Our age has seen political disdain become seamlessly integrated into cultural disdain. The prominent novelist E.L. Doctorow showed the way in 1980 when he wrote that Ronald Reagan had grown up in "just the sorts of places [small towns in Illinois] responsible for one of the raging themes of American literature, the soul-murdering complacency of our provinces.... The best and brightest fled all our Galesburgs and Dixons, if they could, but the candidate was not among them." Reagan did attend college, but not the kind that would have given him some exposure to the world outside the soul-murdering towns where he grew up, and to moral ideas calling into question his parents' religion. Instead, wrote Doctorow, a "third-rate student at a fifth-rate college could learn from the stage, the debating platform, the gridiron and the fraternity party the styles of manliness and verbal sincerity that would stand him in good stead when the time came to make his mark in the world." Achieving success in his first job out of college, as a radio announcer in Des Moines, Reagan made a number of local speaking engagements, "giving talks to fraternal lodges, boys' clubs and the like, telling sports stories and deriving from them Y.M.C.A. sorts of morals."

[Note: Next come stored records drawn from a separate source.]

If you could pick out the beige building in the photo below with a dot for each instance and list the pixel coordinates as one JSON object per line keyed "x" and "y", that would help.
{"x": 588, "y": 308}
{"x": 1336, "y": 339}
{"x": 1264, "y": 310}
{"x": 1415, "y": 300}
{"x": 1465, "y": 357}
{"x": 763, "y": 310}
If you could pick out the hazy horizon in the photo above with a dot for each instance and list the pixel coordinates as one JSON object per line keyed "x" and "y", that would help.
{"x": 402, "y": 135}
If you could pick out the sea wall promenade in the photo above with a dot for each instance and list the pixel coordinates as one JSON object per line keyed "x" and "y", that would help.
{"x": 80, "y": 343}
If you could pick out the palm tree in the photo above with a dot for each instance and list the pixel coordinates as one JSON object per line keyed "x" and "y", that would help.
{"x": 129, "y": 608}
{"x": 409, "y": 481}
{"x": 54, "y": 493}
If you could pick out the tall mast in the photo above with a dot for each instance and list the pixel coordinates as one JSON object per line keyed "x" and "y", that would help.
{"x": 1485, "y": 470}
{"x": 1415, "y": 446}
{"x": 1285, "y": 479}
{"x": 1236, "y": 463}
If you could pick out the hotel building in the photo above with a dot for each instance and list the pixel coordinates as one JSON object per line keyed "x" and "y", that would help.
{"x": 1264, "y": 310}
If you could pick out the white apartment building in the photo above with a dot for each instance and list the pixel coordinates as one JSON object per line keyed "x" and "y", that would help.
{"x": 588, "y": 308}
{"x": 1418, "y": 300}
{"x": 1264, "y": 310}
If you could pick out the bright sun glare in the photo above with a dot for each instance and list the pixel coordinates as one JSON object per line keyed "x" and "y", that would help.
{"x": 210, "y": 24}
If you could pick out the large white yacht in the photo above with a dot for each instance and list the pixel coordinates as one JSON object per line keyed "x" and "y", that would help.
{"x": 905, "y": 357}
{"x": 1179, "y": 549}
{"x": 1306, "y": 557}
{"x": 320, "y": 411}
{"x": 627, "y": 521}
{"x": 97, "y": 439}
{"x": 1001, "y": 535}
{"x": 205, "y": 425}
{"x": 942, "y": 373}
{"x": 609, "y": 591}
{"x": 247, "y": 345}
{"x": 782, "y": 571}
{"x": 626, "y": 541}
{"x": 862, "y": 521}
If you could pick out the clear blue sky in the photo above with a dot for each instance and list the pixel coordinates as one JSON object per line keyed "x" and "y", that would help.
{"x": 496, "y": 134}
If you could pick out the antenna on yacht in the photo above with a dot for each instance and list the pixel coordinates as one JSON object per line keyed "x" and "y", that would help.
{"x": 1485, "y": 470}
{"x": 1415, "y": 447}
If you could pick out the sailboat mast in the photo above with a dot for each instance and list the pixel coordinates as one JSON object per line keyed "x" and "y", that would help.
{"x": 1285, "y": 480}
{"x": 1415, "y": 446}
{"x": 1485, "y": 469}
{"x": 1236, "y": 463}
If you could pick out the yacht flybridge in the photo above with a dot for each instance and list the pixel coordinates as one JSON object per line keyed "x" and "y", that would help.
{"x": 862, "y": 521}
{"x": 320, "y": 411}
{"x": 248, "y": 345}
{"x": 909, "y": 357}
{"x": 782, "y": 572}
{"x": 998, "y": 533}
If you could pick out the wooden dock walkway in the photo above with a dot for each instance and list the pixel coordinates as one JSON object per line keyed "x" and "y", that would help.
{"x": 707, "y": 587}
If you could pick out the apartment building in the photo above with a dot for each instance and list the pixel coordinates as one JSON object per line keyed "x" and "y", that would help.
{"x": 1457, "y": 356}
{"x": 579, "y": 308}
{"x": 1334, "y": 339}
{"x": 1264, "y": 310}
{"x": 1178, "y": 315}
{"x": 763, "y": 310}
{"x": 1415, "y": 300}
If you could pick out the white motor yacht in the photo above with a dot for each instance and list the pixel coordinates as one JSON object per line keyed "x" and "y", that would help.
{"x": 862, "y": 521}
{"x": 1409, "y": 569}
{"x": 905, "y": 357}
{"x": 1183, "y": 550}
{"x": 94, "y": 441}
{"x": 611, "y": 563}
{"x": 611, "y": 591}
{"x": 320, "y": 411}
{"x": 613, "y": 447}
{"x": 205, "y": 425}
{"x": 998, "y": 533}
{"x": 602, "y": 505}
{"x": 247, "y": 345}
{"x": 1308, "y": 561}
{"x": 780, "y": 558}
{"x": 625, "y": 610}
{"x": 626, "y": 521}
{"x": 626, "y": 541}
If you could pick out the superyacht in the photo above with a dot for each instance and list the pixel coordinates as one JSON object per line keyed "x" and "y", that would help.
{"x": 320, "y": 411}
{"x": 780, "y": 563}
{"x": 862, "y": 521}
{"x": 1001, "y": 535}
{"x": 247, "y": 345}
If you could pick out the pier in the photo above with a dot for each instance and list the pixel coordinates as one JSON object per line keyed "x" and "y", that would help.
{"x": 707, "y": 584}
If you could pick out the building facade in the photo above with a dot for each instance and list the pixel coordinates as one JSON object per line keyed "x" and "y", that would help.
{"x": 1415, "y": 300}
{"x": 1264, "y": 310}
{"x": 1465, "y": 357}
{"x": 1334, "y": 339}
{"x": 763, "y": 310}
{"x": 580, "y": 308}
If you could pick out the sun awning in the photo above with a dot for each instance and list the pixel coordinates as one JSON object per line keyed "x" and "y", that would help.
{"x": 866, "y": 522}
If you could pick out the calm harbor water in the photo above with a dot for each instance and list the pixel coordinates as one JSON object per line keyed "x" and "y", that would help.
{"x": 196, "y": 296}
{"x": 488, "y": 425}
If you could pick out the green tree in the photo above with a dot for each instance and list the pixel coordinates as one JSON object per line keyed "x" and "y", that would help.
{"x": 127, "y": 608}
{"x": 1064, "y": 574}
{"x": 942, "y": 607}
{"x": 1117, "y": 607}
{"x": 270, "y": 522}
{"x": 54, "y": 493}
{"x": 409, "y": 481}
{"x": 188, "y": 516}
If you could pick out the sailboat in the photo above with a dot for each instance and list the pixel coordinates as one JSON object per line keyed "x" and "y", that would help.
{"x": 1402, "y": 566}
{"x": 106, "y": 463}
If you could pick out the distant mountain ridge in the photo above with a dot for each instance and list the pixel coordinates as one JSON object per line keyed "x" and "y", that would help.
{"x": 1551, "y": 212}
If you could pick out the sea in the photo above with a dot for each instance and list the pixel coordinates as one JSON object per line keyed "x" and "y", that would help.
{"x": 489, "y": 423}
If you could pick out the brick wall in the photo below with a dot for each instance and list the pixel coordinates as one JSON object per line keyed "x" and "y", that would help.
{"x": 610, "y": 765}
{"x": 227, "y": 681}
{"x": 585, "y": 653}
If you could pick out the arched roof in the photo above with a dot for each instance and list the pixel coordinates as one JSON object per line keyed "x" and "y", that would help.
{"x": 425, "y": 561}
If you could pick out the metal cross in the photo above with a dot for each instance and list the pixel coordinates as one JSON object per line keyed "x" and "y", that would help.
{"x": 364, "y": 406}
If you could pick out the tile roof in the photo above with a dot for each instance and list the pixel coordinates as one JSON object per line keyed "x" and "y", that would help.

We see here all the basic elements, employed for the past 28 years, of liberal condescension. Every issue of the New Yorker, Vanity Fair, or Rolling Stone makes clear that the policy positions of George W. Bush, Republicans, and conservatives in general are wicked and stupid. The real problem, however, is that everything about these people—where they reside, what they believe, how they live, work, recreate, talk, and think—is in irredeemably bad taste. To embark on a conversation with one of them, based on straight-faced openness to the possibility of learning something interesting or important, would be like choosing to vacation in Wichita instead of Tuscany.
The phrase "Y.M.C.A. morals" says it all for me. All that humdrum nonsense about keeping your word and doing your duty: it's not at all picquant, sophisticated, or daring. And it's SO mom and dad. Obviously it's a matter of psychological survival to eradicate THEIR pernicious influence.
One of the things I have noticed in doing disaster relief work is where the aid workers are from. The local community obviously, but those who come from elsewhere tend to be from the South, the Midwest and the Rockies. These are people who truly feel themselves as American and not as citizens of a major city-state disconnected from the country. The military demographic. People who can find Wichita as worthy as Tuscany.
I'm with you on that. Wichita has it's fine points and I wouldn't sneer at somebody who chose to spend a few weeks there, but it's not my pick. And personally, the Wichitan's I've known would probably go to Tuscany as well.
We tend to create our own schism's, don't we. One of which is absolutes, both sides guilty. That whole sentence should have been red-lined, really. Is there a tent, or not. That's not the way to erect one.